4.12 Other Powers and Duties. Each Officer shall have, in addition to the powers and duties specifically set forth in these By-Laws, such powers and duties as are customarily incident to his or her office, and such powers and duties as the Directors may from time to time designate.

 

ARTICLE 5 - Miscellaneous Provisions

5.1 Fiscal Year. Except as otherwise set forth in the Articles of Organization or as otherwise determined from time to time by the Directors, the fiscal year of the Club shall end in each year on June 30.

5.2 Execution of Instruments and Evidence of Authority. All checks, deeds, leases, transfers, contracts, bonds, notes and other obligations authorized to be executed by an Officer of the Club in its behalf shall be signed by the President or Treasurer, as the Directors may generally or in particular cases otherwise determine. A certificate by the Clerk, an Assistant Clerk, or a temporary Clerk, as to any action taken by the Members, Directors, any committee or any Officer or representative of the Club shall as to all persons who rely on the certificate in good faith be conclusive evidence of such action.

5.3 Dissolution. In the event of the termination, dissolution, or liquidation of the Club in any manner or for any reason whatsoever, its assets, if any, remaining after the payment of all of the liabilities of the Club, shall be distributed pursuant to Chapter 180, Section 11A, to one or more organizations with similar purposes and exempt from federal income tax under Section 501(c)(3) of the Internal Revenue Code, as amended, in such manner and in such proportions as shall be approved by the vote of two-thirds of the Members entitled to vote at any meeting of Members for which at least 30 days' prior written notice has been given.

5.4 Articles of Organization.
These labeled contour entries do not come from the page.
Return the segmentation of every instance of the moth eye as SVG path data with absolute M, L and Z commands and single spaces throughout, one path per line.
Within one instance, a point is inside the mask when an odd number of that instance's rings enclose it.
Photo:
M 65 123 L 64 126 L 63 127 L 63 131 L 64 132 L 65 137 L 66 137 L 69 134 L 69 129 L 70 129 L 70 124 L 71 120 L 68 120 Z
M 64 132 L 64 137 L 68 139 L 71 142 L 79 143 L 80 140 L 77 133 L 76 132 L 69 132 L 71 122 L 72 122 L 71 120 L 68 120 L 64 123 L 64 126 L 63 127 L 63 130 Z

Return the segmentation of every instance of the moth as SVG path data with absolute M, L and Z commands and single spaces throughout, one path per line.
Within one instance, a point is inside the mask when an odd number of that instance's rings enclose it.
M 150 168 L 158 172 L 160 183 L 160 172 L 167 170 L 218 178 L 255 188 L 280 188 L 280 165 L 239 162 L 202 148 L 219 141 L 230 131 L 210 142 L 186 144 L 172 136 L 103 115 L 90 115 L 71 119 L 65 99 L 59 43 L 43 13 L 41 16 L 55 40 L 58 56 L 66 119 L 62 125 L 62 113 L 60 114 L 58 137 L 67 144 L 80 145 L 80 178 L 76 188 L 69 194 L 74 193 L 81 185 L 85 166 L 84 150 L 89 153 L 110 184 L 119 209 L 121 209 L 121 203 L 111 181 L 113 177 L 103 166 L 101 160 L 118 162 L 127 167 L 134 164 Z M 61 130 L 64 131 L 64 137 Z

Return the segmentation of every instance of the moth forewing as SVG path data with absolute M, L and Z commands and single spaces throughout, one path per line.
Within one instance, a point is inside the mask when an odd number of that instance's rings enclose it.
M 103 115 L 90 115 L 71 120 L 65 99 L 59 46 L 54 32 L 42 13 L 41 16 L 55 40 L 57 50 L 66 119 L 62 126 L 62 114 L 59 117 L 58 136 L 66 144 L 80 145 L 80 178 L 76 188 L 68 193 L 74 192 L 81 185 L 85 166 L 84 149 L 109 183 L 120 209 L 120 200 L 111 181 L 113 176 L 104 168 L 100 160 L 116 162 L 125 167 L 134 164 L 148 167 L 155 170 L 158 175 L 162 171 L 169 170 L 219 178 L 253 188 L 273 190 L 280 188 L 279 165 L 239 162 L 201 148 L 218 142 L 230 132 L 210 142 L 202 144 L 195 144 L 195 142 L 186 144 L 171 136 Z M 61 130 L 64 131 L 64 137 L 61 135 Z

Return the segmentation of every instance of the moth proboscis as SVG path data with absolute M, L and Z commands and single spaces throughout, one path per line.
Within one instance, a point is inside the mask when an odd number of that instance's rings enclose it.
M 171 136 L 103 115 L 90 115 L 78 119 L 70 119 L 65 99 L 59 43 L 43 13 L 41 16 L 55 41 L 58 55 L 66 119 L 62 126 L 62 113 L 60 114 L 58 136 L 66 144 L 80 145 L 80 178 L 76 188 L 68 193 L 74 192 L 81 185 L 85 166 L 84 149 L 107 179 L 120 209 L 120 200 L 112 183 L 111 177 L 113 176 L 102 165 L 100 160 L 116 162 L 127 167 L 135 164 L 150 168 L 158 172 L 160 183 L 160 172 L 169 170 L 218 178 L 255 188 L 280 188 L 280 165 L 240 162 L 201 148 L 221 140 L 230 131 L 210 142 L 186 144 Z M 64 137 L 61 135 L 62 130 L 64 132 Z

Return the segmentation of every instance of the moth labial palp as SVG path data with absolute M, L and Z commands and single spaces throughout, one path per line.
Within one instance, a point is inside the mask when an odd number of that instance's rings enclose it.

All references in these By-Laws to the Articles of Organization shall be deemed to refer to the Articles of Organization of the Club, as amended and in effect from time to time.

5.5 Severability. Any determination that any provision of these By-Laws is for any reason inapplicable, illegal or ineffective shall not affect or invalidate any other provision of these By-Laws.

5.6 Pronouns. All pronouns used in these By-Laws shall be deemed to refer to the singular or plural, as the identity of the person or persons may require.

ARTICLE 6 - Amendments

If authorized by the Articles of Organization, the Directors, by a majority of their number then in office, may make, amend or repeal these By-Laws, in whole or in part, except with respect to any provision that by law, the Articles of Organization or these By-Laws requires action by the Members. Any By-Law adopted by the Directors may be amended or repealed by the Members entitled to vote on amending the By-Laws.

If the Directors should amend or repeal the By-Laws in any way, a notice stating the substance of such change shall be given to all Members not later than the time of giving notice of the next meeting of Members.